Eccoci di nuovo con la grande epopea dell’ex Ilva, oggi elegantemente ribattezzata Acciaierie d’Italia, che fa tanto multinazionale chic, ma con le fondamenta arrugginite e le casse piene solo di cigolii. A Taranto l’altoforno 1 va a fuoco e il governo, con l’agilità di un bradipo ferito, scopre che forse, ma proprio forse, non si raggiungerà quella mitica “piena decarbonizzazione” promessa, sbandierata, ma mai nemmeno imboccata.

Il ministro Urso, con la drammaticità di chi ha appena assistito al naufragio del Titanic su Rete 4, ci informa che l’incendio compromette la produzione. Davvero? Ma che sorpresa! Nessuno poteva immaginare che affidare un impianto strategico nazionale a una gestione fallimentare e indecisa avrebbe portato a questo. E intanto, 3.926 lavoratori in cassa integrazione. Come sempre, chi paga è l’operaio, che resta a casa con uno stipendio ridotto e un futuro evaporato più in fretta del vapore degli altoforni.

Erano pronti a passare da due a quattro milioni di tonnellate prodotte. Ora, l’unico dato che cresce è quello degli ammortizzatori sociali. Altro che rilancio! La decarbonizzazione è diventata decapitazione: dei diritti, dei posti di lavoro, delle prospettive. E se l’azienda parla di “cassa integrazione coerente con la fase attuale”, i lavoratori leggono: abbandono programmato.
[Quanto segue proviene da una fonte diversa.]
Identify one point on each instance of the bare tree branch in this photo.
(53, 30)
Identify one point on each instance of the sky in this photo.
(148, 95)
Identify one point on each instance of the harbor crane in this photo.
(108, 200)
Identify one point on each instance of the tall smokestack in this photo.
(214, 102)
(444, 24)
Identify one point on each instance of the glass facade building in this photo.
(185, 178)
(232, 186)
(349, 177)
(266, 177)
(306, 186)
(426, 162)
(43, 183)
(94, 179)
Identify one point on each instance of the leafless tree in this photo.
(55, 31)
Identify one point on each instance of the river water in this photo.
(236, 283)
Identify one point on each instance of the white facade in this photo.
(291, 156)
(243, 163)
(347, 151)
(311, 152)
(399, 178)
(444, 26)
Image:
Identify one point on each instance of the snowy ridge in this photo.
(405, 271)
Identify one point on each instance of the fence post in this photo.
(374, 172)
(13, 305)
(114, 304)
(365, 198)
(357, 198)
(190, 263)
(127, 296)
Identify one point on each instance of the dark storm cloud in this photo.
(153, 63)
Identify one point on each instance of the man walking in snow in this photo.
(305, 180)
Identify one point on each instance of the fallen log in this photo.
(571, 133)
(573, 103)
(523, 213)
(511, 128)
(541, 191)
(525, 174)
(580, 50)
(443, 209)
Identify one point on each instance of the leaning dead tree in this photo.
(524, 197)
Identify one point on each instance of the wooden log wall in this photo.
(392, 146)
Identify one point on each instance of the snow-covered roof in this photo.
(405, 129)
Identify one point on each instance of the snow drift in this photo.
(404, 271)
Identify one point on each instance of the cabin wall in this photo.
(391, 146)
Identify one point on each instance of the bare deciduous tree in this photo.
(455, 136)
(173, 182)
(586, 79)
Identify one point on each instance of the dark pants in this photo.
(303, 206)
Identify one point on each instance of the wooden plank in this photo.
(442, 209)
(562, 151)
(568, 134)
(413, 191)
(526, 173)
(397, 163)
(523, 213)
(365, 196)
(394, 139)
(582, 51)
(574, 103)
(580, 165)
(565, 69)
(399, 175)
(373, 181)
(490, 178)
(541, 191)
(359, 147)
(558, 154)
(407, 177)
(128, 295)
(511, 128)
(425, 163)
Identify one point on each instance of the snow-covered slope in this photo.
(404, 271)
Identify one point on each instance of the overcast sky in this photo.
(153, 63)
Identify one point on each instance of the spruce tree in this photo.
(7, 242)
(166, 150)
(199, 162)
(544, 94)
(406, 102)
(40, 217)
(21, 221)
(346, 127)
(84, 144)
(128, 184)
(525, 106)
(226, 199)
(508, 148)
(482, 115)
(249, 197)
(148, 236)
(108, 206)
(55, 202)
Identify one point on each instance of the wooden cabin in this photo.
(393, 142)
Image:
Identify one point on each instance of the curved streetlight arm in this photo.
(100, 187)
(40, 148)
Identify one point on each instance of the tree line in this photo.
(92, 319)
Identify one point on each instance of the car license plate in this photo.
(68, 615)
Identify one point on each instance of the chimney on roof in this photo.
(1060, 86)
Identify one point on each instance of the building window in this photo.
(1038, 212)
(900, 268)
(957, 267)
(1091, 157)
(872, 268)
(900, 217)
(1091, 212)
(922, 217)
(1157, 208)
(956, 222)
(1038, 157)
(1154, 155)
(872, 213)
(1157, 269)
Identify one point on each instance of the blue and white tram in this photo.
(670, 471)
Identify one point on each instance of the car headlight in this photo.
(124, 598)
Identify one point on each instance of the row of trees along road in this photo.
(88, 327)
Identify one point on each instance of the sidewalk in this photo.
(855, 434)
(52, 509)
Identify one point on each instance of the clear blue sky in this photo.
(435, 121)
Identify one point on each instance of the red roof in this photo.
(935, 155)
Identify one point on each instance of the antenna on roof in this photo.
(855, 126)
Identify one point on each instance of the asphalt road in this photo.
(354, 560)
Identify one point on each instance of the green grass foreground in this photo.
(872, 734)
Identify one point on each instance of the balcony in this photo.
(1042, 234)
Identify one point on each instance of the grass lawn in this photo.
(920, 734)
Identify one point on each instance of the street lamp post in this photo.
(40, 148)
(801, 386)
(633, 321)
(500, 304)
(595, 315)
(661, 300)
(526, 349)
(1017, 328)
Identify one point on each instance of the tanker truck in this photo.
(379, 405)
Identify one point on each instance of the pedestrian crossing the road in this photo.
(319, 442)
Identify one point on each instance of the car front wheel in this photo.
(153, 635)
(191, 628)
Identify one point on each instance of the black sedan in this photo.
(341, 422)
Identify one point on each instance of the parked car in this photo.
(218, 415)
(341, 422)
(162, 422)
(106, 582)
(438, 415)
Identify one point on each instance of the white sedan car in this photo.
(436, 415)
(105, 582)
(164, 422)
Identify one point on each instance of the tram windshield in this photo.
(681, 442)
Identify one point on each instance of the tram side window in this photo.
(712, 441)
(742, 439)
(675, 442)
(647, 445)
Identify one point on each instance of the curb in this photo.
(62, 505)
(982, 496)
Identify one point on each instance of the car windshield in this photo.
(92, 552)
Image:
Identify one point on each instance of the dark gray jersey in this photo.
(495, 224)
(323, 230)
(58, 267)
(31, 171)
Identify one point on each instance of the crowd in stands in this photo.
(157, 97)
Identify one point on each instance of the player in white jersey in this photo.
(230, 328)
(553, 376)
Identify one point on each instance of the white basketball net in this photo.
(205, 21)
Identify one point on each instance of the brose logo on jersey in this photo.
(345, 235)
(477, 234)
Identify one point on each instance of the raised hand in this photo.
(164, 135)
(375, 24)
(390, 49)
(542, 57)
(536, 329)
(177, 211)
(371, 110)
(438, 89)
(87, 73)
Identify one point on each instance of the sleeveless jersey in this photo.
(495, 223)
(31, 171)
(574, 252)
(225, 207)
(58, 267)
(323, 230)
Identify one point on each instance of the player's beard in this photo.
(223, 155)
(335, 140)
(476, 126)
Ma tranquilli, ci sarà una nuova istanza al ministero del Lavoro. Un altro documento, un’altra riunione, un altro giro di parole. Perché in Italia le emergenze non si risolvono: si gestiscono, cioè si trascinano finché non diventano croniche. Come a Taranto, dove la ruggine ha ormai corroso perfino la dignità della politica industriale.